International Journal of Computer Applications |
Foundation of Computer Science (FCS), NY, USA |
Volume 187 - Number 51 |
Year of Publication: 2025 |
Authors: Raihan Tanvir |
![]() |
Raihan Tanvir . A Hybrid Transformer-CNN Framework with Early and Late Fusion for Robust Skin Lesion Classification. International Journal of Computer Applications. 187, 51 ( Oct 2025), 17-23. DOI=10.5120/ijca2025925852
Skin lesion classification is a critical task in dermatological diagnosis, where early detection can significantly improve patient outcomes. The DermaMNIST dataset, a curated benchmark within the MedMNIST collection, provides a challenging testbed due to limited resolution, intraclass similarity, and class imbalance.

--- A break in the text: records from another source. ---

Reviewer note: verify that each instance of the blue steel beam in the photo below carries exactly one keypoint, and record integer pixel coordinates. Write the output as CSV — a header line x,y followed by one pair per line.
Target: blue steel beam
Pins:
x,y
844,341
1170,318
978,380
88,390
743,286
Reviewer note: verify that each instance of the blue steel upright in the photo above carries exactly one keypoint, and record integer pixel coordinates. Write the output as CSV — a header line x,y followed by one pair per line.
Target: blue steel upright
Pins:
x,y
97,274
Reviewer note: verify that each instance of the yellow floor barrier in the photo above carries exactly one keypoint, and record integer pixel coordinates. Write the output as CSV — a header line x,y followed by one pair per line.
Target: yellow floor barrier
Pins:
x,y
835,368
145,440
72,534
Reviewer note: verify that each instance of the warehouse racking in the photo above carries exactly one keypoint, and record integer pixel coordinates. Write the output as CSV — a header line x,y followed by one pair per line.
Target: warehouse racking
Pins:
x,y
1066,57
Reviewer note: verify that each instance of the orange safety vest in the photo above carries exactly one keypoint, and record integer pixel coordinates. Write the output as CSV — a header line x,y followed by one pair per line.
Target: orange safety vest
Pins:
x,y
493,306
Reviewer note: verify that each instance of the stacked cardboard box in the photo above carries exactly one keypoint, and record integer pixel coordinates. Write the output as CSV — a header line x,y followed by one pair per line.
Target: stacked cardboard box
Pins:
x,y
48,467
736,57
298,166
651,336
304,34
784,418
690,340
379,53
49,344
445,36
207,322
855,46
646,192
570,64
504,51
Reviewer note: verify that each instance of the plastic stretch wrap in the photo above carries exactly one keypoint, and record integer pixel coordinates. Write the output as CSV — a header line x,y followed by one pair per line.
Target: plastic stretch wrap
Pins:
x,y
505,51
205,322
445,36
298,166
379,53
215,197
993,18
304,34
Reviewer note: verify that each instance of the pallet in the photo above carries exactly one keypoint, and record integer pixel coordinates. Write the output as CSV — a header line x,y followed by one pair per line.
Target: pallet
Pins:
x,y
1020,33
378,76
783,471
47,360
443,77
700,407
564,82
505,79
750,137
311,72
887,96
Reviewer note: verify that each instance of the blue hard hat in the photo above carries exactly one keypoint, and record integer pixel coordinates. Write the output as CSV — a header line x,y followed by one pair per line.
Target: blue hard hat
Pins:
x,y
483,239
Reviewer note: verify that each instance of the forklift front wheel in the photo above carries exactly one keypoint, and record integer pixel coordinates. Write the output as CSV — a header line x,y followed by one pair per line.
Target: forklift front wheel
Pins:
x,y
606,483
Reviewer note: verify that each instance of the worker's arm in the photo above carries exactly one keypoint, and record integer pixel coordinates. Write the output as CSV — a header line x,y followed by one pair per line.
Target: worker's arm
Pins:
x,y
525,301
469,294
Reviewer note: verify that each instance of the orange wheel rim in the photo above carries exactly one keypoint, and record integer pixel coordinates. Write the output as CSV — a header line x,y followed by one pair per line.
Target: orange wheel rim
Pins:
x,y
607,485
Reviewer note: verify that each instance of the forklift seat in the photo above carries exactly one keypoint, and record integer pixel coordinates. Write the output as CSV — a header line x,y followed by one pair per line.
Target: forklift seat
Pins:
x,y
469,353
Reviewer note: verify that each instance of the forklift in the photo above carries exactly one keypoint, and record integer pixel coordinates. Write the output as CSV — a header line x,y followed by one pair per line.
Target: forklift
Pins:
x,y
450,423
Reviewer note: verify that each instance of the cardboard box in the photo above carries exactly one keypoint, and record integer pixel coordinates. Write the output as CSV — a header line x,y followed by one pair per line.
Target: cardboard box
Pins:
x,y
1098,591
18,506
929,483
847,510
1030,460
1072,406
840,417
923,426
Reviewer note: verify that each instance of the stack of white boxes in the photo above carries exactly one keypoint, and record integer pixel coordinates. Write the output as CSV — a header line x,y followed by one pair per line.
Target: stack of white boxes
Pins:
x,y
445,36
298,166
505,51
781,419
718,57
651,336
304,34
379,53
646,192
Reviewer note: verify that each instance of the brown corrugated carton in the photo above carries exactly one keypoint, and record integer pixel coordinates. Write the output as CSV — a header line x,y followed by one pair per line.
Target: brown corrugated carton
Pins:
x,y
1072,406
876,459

In this work, we investigate the performance of advanced deep learning architectures, including Swin Transformer, ConvNeXt, and Vision Transformers, alongside fusion strategies that combine complementary representations. Specifically, we implement early fusion through feature concatenation and late fusion through ensemble averaging of logits. Our experiments on DermaMNIST with images of 224 × 224 resolution, demonstrate that Swin Transformer achieves an accuracy of 0.893, outperforming ConvNeXt (0.871), and Vision Transformer (0.873). Fusion strategies further improve robustness, with late fusion achieving the best accuracy of 0.895. Compared to the reported Google AutoML Vision baseline (0.768 accuracy), our models establish a new state-of-the-art on DermaMNIST. These results highlight the efficacy of hybrid deep learning strategies that integrate convolutional and transformerbased architectures for medical image classification.